Muy especialmente el sector infraestructuras ofrece muchas oportunidades. LATAM tiene un importante déficit en infraestructuras de transporte, sanitarias y educativas, sectores en los que las empresas españolas gozan de gran prestigio a nivel mundial. El principal problema para acometer este tipo de proyectos suele ser la financiación, pero se están poniendo en marcha importantes iniciativas para financiar proyectos en estas áreas, como por ejemplo el Global Gateway de la Unión Europea, que dispondrá de 45.000 millones de euros, tal y como se anunció el pasado mes de Julio.

Otro sector, en el que América Latina puede jugar un papel relevante es el de materias primas necesarias para la transición energética como litio, cobre, cobalto, níquel, manganeso y el grafito. El uso de estos minerales es esencial para la fabricación de baterías, paneles solares y otras tecnologías limpias. En todos ellos la región tiene reservas significativas.

Es por eso que España puede y debe retomar el incremento de su presencia en América Latina, especialmente en esos cuatro sectores, en los que empresas españolas son punteras.

Por último, no debemos olvidar la inversión en el exterior de empresas latinoamericanas. Se está produciendo un muy importante crecimiento de la presencia inversora en el exterior de las llamadas “multilatinas”: empresas multinacionales de LATAM. España está muy bien situada para ser destino de una parte importante de esas inversiones. En el Club de Exportadores, por ejemplo, hay algunos socios que son filiales de empresas latinoamericanas que han elegido España como centro de operaciones para proyectos en África y Europa.

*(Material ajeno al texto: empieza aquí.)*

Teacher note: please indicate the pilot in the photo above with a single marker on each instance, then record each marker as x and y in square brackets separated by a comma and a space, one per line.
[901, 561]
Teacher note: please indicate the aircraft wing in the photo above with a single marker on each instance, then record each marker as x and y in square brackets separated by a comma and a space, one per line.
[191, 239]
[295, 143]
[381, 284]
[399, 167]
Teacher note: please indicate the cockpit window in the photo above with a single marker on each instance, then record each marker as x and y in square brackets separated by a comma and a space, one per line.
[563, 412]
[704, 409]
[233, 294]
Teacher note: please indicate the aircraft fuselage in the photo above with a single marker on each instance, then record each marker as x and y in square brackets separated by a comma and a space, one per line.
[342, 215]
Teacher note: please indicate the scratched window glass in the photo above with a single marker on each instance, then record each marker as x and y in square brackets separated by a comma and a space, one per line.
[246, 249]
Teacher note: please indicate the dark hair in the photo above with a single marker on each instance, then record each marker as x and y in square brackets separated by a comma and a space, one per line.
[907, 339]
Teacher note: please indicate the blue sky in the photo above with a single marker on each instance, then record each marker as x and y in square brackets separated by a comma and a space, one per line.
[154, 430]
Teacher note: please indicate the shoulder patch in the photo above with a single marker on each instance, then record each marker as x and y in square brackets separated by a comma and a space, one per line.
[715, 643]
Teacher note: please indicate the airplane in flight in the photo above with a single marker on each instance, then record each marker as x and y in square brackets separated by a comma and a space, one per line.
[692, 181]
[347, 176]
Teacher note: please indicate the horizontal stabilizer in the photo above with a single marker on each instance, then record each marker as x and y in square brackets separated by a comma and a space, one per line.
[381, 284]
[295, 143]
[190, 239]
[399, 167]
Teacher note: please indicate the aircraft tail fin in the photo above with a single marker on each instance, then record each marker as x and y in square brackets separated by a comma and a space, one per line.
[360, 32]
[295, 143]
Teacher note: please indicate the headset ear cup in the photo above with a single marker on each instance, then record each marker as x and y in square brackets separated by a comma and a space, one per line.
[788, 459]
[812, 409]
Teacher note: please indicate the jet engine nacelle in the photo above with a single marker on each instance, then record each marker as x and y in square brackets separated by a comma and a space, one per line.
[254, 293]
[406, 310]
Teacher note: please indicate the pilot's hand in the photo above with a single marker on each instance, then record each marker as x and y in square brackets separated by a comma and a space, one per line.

Pero para que puedan aprovecharse estas oportunidades hay que insistir en la necesidad de que estos países den respuesta a tres grandes desafíos, para mejorar su calidad democrática e institucional. En necesario que fortalezcan las capacidades institucionales para gobernar en sociedades complejas, donde se requieren acciones que aborden integralmente los actuales retos sociales, económicos, tecnológicos y medioambientales. En segundo lugar, el impulso de la participación ciudadana en la gestión y la agenda pública, que permitan encauzar adecuadamente sus demandas. Y por último, que el entorno regulatorio y político sea favorable para el sector privado y la inversión extranjera.

Por parte de España el desafío es grande, la región latinoamericana sigue siendo un destino importante para las empresas españolas y viceversa como hemos comentado, especialmente tras los acontecimientos globales desde el 2020. Fortalecer la coordinación institucional de la potente red de entidades españolas que se ocupan de Latinoamérica hoy poco integrada, trabajar mucho más la estrategia hacia la región, impulsar decididamente el acuerdo comercial con Mercosur y actualizar el de México y prepararse para aprovechar la cantidad de fondos europeos que se van a destinar a promover la inversión en la región.